To suggest that evidence from a systematic review of the efficacy of
two treatment options is sufficient for evidence-based therapeutic
decision making is a dangerous oversimplification, and is not in keeping
with the concordance model of prescribing4. Patients and their doctors
need a wide range of evidence for their problem solving 5, and even then
factual knowledge will only be one of many inputs which guide their
decisions.
Yours sincerely
Dr Charlotte Paterson
General practitioner
Warwick House Medical Centre, Upper Holway Road, Taunton, Somerset. TA1
2YJ.
Email: c.paterson@dial.pipex.com
1.Weiner JM, Abramson MJ, Puy RM. Intranasal corticosteroids versus
oral H1 receptor antagonists in allergic rhinitis: systematic review of
randomised controlled trials, BMJ 1998;317:1624-9.

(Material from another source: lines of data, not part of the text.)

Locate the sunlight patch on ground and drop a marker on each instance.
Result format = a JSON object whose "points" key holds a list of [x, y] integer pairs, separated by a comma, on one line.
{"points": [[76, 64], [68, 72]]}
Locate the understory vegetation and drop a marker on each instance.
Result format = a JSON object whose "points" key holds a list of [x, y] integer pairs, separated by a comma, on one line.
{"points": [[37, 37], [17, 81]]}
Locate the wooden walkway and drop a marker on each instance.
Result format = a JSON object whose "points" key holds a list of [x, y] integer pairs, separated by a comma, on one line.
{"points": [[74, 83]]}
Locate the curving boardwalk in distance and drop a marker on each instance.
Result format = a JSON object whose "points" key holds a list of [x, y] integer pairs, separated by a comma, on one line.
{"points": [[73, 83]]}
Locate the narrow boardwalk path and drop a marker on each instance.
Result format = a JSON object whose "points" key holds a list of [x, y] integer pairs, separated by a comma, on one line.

2. CSM/MCA. The safety of inhaled and nasal corticosteroids. Current
Problems in Pharmacovigilance 1998;24:8.
3. Findlay CA, Macdonald JF, Wallace AM, Geddes N, Donaldson MDC. Lesson
of the week: Childhood Cushing's syndrome induced by betamethasone nose
drops, and repeat prescriptions. BMJ 1998;317:739-40.
4. Royal Pharmaceutical Society of Great Britain. From compliance to
concordance: towards shared goals in medicine taking. London: Royal
Pharmaceutical Society, 1997.
5. Paterson C. Problem setting and problem solving: the role of evidence-
based medicine. J R Soc Med 1997;90:304-6.